Hoe dichter de vertakking, hoe beter. Dat geldt zowel horizontaal als verticaal. De takken van planten die naast elkaar staan, moeten zoveel mogelijk in elkaar grijpen. Dan pas ontstaat een goede gesloten haag. Door snoei is daar veel aan te doen, maar niet alles. Om te beginnen moeten de planten niet te ver van elkaar worden geplant. Na het inplanten moeten de jonge planten direct worden ingekort, om ze vanaf het begin te dwingen ook onderin uit te lopen. Zo vormen ze een gesloten haag tot vlak boven de grond.

Een oude haag renoveren

Dat moet in etappes gebeuren. Snoei nooit alles ineens. Als een haag heel sterk qua breedte moet worden teruggebracht, is het aan te raden de top op de gewenste hoogte te snoeien en daarna één lange kant diep in te snoeien. Laat de andere kant in datzelfde jaar met rust. Die zijde komt het jaar erop op dezelfde manier aan de beurt. Zorg dat je bij soorten die dat niet verdragen, nooit tot achter het groen snoeit (zeker niet bij coniferen). Zo houdt de haag naderhand geen kale takken over.

Buxus- en andere lage haagjes knippen

Bij lage haagjes moet de schaar omgekeerd worden gebruikt en wordt er in neerwaartse richting geknipt. Dat werkt het handigst.

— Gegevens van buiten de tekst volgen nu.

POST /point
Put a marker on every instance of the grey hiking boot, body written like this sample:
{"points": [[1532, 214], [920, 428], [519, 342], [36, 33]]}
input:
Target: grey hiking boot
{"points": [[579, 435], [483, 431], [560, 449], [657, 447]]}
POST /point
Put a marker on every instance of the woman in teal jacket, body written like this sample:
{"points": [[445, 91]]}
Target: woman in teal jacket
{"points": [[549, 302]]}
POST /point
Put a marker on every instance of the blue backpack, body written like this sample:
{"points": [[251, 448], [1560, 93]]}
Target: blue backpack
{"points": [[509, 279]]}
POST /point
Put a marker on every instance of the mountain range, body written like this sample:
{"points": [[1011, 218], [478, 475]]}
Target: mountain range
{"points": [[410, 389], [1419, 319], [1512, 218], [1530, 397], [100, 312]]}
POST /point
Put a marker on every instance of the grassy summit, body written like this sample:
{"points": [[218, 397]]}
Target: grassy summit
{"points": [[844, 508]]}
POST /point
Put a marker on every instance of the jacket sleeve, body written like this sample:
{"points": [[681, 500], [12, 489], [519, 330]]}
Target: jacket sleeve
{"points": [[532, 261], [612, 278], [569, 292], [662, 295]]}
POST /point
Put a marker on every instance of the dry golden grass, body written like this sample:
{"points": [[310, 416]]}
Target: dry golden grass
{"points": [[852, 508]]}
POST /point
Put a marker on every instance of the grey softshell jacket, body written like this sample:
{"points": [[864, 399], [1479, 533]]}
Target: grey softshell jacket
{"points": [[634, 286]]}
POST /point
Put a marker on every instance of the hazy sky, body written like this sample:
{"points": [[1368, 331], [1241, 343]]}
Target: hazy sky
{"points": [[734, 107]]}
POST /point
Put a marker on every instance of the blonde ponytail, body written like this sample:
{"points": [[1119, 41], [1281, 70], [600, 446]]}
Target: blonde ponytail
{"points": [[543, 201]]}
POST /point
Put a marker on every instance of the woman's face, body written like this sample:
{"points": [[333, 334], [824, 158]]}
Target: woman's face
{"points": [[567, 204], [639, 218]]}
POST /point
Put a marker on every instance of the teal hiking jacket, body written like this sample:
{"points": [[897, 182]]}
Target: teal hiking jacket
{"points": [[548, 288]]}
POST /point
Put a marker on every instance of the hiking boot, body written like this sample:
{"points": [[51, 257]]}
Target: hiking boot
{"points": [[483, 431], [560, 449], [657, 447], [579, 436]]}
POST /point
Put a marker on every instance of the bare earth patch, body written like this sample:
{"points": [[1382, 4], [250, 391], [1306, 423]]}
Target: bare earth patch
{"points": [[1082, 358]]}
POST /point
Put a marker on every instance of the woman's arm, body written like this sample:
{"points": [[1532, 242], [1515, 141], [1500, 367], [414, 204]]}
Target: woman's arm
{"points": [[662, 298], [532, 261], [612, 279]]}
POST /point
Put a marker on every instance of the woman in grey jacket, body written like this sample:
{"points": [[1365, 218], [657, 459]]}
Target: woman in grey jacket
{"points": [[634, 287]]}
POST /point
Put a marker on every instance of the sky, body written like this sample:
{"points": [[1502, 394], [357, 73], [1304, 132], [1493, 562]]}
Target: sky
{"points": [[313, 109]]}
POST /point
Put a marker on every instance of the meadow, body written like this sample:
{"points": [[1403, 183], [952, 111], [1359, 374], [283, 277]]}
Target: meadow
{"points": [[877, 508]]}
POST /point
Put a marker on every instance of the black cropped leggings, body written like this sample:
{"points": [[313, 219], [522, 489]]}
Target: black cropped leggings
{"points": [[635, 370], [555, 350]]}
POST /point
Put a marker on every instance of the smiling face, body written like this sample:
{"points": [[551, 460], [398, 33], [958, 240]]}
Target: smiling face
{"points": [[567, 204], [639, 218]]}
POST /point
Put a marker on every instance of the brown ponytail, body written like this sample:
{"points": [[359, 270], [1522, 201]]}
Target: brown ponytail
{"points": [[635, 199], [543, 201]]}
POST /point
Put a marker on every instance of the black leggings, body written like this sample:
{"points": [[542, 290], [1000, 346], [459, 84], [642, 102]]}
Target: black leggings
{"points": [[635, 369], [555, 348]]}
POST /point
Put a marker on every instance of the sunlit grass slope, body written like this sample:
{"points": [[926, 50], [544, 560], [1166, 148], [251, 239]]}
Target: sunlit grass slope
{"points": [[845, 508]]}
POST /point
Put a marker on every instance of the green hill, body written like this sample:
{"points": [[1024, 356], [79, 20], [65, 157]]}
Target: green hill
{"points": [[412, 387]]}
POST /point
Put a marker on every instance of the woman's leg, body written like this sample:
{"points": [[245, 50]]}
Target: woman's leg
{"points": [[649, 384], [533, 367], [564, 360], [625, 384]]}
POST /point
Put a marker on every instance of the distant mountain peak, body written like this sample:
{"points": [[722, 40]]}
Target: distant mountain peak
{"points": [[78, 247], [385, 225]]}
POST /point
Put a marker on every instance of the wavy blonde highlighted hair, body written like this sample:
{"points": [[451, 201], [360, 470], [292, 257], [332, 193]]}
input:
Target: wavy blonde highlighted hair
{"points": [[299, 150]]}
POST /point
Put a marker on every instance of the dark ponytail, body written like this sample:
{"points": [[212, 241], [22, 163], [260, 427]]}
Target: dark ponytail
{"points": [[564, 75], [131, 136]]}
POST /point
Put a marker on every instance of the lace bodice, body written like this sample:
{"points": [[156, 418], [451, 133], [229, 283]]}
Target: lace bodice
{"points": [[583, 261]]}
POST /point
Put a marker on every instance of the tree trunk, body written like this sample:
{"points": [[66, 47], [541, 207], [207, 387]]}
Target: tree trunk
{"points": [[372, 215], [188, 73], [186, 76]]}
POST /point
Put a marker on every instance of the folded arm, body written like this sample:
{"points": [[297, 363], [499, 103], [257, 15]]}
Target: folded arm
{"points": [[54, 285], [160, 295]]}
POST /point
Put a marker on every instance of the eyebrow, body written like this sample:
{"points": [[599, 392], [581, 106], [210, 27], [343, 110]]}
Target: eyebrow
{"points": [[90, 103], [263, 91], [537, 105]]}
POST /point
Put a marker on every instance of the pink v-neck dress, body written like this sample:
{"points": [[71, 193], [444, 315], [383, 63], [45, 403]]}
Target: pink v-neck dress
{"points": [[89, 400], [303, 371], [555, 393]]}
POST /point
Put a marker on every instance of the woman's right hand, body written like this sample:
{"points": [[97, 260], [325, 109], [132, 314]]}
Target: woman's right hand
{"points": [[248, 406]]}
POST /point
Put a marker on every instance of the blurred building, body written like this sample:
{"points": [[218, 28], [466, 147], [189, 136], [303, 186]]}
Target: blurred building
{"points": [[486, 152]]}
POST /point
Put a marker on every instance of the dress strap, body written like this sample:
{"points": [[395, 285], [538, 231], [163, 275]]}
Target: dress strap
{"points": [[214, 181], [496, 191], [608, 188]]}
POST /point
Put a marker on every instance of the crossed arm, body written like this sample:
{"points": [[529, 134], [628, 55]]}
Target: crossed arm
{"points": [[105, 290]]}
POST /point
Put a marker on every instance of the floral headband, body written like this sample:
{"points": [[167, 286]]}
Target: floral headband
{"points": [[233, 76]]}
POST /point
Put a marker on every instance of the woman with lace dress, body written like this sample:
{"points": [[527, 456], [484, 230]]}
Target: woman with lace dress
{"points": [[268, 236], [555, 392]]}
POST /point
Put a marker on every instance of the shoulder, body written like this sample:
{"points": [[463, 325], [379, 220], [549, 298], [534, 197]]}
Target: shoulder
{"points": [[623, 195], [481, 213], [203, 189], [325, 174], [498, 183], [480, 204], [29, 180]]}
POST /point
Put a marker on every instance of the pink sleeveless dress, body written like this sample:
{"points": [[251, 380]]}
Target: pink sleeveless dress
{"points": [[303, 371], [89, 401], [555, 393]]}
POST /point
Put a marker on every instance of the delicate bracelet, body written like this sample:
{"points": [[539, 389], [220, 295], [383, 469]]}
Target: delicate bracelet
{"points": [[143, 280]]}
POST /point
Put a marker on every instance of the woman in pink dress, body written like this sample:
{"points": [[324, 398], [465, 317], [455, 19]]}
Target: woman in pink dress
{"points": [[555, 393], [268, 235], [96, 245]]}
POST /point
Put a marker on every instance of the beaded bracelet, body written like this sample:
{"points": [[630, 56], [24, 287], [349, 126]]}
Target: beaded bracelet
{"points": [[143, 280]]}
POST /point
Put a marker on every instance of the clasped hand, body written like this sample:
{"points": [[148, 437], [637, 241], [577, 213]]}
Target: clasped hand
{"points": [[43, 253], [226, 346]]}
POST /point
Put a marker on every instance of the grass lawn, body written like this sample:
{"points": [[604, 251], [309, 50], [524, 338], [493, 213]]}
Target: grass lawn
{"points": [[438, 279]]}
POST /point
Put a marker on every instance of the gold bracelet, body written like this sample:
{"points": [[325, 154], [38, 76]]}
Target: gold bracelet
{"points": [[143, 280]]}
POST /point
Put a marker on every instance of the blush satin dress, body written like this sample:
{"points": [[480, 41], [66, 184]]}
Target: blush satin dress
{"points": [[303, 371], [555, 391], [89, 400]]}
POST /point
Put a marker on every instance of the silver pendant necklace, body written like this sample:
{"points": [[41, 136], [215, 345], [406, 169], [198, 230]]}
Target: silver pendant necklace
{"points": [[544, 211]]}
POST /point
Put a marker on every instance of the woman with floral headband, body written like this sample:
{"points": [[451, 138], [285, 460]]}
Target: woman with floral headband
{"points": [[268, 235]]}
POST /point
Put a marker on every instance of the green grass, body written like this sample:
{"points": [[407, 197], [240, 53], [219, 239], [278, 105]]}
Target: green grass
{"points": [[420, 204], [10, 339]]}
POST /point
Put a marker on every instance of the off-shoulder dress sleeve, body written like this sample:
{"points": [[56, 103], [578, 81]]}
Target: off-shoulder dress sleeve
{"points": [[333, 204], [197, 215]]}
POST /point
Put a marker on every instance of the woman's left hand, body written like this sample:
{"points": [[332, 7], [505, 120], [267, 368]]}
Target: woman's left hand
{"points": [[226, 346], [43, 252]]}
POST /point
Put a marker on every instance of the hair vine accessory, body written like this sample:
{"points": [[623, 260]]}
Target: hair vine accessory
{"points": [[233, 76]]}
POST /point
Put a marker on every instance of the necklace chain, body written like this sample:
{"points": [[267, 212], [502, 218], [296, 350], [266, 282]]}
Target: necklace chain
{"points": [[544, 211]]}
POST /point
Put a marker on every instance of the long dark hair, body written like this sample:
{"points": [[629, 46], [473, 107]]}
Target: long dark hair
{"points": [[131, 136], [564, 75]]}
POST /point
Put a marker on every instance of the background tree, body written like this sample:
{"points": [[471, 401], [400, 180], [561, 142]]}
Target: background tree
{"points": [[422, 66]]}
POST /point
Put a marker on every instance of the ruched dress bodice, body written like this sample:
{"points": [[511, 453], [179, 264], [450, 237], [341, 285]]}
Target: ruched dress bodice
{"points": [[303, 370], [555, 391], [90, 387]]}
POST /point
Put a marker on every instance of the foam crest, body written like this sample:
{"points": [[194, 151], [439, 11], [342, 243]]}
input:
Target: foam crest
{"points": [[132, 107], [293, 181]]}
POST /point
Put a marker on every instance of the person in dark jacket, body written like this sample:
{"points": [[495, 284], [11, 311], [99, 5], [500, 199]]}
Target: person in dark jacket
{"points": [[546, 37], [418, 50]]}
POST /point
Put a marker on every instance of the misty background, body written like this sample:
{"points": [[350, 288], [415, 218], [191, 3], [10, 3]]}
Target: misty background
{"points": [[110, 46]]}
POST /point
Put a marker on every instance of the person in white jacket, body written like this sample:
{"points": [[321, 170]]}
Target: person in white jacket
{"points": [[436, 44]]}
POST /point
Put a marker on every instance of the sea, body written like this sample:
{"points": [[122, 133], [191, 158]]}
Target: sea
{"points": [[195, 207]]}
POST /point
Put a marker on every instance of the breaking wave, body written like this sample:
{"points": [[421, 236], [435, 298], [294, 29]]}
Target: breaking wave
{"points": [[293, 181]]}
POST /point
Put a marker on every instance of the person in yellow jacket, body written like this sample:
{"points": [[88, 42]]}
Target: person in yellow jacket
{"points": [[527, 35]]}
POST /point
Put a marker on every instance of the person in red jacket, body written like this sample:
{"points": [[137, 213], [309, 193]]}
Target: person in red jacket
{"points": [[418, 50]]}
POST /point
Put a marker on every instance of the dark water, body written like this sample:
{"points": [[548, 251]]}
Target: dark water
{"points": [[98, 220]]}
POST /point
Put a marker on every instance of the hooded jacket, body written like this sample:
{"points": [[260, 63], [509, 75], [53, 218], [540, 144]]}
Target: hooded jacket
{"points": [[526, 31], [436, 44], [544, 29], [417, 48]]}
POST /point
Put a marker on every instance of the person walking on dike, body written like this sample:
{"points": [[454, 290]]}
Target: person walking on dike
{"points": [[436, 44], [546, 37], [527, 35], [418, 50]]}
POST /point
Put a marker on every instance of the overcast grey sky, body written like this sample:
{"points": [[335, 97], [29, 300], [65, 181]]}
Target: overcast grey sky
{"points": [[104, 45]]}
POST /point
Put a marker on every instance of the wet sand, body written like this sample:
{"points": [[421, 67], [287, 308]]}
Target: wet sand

Oude buxushaagjes (en van kleinbladige hulst) zijn te verjongen door ze in het voorjaar sterk terug te snoeien. Verder vooral rond de langste dag knippen, maar om een laag haagje mooi te houden is meestal vaker knippen nodig (niet meer na augustus).

Niet door groot blad knippen!

Sommige haagheesters hebben erg groot blad, laurierkers (Prunus laurocerasus) is een bekend voorbeeld. Het ziet er lelijk uit als zulk blad door ruig knipwerk eenvoudig wordt doorgeknipt. Zulke hagen dus met een snoeischaar knippen.

LET OP: De tijd om bomen en hagen als wortelgoed (wrtg), of met kluit, te planten en aan te schaffen loopt van oktober tot maart, planten in een container kunnen het gehele jaar worden aangeplant!